Monday, March 27, 2006

American Memory Workshop at SWOSU on April 4

Steve Beleu from the Oklahoma Department of Libraries will conduct a free workshop in the Al Harris Library on April 4, 2006 in the Instruction Room on 2nd floor. The morning session will be from 9:30 AM to 11:30 AM. The class will teach you how to access data from the Census Bureau's American Factfinder and American Community Survey web pages. You will also learn about the Census Bureau's homepage and School District Demographics web page. The focus will be on data and maps which feature Oklahoma.

The afternoon workshop (1:00- 4:00 PM - same day) will cover the American Memory website provided by the Library of Congress. The afternoon session will explain three of the most popular sites: Native Americans, Literature, & Music. These will be two very interesting workshops. You don't have to sign up or reserve a computer, but you need to show up early for each session to ensure a place. The photographs in American Memory are truly amazing and unforgettable. There are also thousands of copies of sheet music available free from this website - if you know where to look! If you have any questions regarding the workshop, please contact Dale Evans at 774-7069.

Click on title above to link to American Memory website.

Thursday, March 23, 2006

Books That Changed Your World Exhibit

Have you seen the new exhibit, Books That Have Changed Your World, at the Al Harris Library? The purpose of the exhibit is to celebrate National Library Week which is April 2-8 and to focus attention upon the important role that books have played in the lives of SWOSU faculty. Come and discover what books your faculty have been reading and how these books have influenced them and changed their worlds!

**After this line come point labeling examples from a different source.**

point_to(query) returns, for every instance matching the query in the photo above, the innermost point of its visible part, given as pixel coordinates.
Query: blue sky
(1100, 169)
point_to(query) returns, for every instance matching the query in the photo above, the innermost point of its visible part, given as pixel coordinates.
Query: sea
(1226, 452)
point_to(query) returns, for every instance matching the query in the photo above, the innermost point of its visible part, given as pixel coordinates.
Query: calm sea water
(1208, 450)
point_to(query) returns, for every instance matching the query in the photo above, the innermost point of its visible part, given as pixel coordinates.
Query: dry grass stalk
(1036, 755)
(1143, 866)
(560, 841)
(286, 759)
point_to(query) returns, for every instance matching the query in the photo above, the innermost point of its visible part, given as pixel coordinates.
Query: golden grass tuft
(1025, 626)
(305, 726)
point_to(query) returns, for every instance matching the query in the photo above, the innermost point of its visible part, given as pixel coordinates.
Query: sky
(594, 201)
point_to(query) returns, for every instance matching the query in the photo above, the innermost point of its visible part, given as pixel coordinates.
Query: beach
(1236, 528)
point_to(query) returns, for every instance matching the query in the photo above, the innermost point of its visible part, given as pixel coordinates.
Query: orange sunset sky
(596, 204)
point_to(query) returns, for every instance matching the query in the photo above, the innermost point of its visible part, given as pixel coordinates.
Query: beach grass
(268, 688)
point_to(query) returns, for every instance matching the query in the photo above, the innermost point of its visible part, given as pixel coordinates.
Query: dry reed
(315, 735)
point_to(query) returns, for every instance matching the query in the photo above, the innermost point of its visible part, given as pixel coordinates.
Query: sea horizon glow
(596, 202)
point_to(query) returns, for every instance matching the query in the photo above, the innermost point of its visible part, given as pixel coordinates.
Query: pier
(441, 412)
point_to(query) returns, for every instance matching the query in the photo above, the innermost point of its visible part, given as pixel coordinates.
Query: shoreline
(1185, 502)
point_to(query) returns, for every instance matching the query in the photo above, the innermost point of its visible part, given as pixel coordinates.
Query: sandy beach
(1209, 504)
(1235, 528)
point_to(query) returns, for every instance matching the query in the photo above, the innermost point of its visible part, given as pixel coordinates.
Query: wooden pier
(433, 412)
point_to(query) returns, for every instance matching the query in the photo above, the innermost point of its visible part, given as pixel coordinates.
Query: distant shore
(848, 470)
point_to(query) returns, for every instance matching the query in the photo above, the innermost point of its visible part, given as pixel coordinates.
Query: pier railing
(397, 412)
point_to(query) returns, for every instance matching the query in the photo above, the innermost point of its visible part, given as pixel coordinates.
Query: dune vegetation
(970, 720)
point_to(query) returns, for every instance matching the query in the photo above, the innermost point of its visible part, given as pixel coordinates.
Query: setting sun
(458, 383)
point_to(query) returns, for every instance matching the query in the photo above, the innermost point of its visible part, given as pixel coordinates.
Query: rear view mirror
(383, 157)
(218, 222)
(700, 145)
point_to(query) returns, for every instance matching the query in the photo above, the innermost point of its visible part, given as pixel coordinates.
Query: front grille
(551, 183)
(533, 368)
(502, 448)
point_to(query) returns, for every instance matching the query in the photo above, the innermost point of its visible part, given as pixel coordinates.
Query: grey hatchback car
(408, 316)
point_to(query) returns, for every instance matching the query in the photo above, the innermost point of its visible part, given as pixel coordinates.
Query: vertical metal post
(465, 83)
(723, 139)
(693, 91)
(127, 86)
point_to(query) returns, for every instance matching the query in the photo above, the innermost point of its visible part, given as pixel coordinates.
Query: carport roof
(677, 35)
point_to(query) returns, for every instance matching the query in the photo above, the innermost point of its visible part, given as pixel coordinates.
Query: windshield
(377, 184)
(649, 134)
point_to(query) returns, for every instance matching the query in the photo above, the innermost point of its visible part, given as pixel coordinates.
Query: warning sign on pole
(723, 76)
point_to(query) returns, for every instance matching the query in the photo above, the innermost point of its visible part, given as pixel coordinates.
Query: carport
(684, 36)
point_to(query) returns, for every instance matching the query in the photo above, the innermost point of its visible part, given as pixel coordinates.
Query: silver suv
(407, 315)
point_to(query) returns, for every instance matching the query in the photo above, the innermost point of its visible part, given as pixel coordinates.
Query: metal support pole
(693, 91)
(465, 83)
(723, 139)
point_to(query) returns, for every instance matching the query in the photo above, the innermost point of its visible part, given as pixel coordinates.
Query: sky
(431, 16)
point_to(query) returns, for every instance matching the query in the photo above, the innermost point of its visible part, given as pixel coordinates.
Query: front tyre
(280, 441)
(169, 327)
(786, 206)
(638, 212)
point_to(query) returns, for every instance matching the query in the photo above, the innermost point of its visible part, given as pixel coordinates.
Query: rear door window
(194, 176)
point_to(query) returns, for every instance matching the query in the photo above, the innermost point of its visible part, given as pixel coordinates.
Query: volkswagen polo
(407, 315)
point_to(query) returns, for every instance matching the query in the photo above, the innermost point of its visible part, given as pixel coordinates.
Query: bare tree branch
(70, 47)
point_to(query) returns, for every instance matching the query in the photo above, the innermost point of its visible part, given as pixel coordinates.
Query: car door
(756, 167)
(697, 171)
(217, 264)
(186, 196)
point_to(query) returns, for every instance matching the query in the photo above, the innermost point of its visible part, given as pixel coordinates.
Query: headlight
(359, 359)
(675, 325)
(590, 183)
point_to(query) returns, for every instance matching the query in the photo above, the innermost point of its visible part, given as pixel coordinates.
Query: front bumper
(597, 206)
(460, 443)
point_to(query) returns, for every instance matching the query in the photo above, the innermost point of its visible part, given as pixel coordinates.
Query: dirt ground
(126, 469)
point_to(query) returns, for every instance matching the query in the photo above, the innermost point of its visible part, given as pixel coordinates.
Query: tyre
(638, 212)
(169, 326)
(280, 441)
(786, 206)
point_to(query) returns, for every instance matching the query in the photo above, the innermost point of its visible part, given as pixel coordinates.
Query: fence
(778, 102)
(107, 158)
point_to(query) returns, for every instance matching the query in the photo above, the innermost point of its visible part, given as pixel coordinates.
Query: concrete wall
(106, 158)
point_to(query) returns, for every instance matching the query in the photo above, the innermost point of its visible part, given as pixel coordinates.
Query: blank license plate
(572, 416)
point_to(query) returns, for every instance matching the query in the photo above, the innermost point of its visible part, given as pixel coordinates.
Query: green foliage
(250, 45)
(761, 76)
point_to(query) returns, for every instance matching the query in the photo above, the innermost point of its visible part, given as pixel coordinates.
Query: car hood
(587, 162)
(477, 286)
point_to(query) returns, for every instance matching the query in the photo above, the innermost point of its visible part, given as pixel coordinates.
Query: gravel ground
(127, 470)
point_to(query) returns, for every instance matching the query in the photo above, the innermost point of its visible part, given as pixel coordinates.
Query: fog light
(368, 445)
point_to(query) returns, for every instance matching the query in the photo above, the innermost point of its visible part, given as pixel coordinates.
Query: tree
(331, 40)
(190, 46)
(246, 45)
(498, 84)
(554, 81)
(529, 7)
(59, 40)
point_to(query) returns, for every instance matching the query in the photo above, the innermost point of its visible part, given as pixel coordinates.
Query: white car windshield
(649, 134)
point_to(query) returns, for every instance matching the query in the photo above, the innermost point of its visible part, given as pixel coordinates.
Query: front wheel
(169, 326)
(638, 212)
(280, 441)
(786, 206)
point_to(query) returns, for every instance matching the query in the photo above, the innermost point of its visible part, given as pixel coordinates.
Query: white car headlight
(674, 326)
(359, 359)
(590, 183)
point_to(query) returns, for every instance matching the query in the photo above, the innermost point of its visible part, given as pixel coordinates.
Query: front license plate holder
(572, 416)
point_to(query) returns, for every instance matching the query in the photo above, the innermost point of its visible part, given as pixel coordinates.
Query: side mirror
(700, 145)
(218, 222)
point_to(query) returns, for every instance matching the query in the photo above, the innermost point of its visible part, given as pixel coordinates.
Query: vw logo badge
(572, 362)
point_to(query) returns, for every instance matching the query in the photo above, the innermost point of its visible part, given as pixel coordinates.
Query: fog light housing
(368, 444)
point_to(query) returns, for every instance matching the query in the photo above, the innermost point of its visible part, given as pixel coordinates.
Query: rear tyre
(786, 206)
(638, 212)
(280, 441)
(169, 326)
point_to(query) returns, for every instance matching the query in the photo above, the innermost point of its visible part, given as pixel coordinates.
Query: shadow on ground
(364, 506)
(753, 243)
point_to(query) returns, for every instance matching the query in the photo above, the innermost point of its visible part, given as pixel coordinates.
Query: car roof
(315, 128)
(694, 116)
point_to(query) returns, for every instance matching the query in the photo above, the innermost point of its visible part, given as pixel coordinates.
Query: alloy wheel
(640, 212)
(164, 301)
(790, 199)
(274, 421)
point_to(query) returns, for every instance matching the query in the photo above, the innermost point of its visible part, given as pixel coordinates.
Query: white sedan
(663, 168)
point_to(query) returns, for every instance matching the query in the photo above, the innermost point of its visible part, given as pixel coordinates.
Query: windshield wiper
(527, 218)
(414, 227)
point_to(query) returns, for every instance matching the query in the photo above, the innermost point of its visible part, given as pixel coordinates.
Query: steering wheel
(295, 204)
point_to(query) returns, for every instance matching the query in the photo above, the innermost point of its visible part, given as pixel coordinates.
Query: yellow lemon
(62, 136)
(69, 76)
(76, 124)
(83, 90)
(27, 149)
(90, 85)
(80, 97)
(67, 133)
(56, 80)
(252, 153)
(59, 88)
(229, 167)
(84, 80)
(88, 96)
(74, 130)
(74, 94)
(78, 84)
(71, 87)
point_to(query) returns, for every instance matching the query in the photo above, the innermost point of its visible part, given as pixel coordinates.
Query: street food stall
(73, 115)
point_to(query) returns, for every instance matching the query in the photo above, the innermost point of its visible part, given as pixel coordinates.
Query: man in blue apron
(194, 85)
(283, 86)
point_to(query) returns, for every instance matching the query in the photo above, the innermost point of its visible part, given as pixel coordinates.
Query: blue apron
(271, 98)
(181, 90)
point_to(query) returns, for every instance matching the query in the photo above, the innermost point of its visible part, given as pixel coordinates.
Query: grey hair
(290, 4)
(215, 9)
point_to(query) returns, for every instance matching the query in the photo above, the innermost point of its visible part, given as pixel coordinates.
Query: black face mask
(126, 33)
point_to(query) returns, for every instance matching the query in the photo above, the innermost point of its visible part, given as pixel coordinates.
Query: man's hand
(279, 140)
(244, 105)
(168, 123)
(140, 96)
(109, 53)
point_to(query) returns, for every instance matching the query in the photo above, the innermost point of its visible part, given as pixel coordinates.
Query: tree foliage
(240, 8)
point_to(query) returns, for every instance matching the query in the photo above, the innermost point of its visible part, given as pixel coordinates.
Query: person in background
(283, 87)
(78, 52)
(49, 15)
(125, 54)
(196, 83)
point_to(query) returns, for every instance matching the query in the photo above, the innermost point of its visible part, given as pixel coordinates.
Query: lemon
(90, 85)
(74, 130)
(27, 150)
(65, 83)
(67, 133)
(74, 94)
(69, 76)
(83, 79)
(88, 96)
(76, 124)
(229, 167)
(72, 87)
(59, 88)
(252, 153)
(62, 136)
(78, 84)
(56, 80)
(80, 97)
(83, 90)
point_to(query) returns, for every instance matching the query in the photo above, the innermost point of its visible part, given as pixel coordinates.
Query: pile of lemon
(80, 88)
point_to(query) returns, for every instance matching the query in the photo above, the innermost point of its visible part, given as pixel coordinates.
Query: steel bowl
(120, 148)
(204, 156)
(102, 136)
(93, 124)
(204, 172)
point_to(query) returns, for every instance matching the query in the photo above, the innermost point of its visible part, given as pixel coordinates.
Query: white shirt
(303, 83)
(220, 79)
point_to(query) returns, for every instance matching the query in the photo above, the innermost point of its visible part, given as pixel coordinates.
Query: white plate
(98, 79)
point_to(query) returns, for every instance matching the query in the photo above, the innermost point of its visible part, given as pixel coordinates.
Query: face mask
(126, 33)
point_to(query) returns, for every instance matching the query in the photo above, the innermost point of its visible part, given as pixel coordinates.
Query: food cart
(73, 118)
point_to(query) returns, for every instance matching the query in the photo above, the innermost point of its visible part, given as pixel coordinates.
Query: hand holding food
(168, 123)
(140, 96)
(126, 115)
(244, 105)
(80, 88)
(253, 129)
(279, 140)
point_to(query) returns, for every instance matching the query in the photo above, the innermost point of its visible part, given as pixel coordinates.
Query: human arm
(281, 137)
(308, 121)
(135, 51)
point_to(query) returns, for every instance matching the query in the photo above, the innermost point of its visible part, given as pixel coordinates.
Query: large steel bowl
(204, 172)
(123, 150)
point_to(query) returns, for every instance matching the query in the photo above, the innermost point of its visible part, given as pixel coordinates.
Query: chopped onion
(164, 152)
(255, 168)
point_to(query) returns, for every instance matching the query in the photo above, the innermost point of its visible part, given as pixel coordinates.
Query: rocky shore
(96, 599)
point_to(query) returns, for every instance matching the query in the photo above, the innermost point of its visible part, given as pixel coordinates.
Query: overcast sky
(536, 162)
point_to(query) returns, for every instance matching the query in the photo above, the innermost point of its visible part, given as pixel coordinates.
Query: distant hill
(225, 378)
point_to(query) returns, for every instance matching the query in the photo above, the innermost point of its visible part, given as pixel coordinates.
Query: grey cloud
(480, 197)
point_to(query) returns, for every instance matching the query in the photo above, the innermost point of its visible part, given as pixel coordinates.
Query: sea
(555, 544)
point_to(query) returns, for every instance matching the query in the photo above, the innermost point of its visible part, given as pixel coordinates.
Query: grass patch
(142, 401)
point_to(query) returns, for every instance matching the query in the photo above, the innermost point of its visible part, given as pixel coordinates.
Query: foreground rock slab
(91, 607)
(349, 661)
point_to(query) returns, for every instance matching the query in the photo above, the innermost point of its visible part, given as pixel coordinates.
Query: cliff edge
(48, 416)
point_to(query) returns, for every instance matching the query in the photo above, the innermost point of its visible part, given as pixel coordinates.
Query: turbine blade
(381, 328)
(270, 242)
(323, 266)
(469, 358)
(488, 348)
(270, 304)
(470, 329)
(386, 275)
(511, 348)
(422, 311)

Thursday, March 09, 2006 - What you say online could haunt you

"As more and more students turn to websites such as Facebook and MySpace to chronicle their lives and socialize with friends, they also are learning that their words and pictures are reaching way beyond the peers for whom they were intended."

See how universities, employers, students, and law enforcement officials view Facebook, MySpace, LiveJournal, and other social networking sites via this article from USA Today.

Wednesday, March 01, 2006

Building the Bombs - A History of the Nuclear Weapons Complex

You will truly be amazed by this Government Documents book (E 1.2:B 86/9/2005) which spells out all the interlocking steps which lead to the creation of the nuclear bomb. It began with Albert Einsteins' theory of relativity, but scientific contributions were made by many others including Ernest Rutherford (first artificial transmutation of an element by bombarding with alpha particles) and Niels Bohr (quantum physics creator who showed that electrons exist in discrete chemical levels.) The contributions of our military leaders are also given along with the history of Los Alamos and White Sands, New Mexico.
This book also shows how the Germans in World War II were simultaneously working on nuclear weapons. If the Allied forces hadn't destroyed German supplies of Heavy Water in Vemork (Norway), the Germans might have developed the bomb before the U.S.)

The work of Klaus Fuchs and Ted Hall (spies working in Los Alamos who supplied nuclear secrets to the Soviets) is carefully detailed as well as others such as Harry Gold, David Greenglass, and the Rosenbergs.

Photographs of everything from the Little Boy bomb to the Stealth bomber are in this concise little book.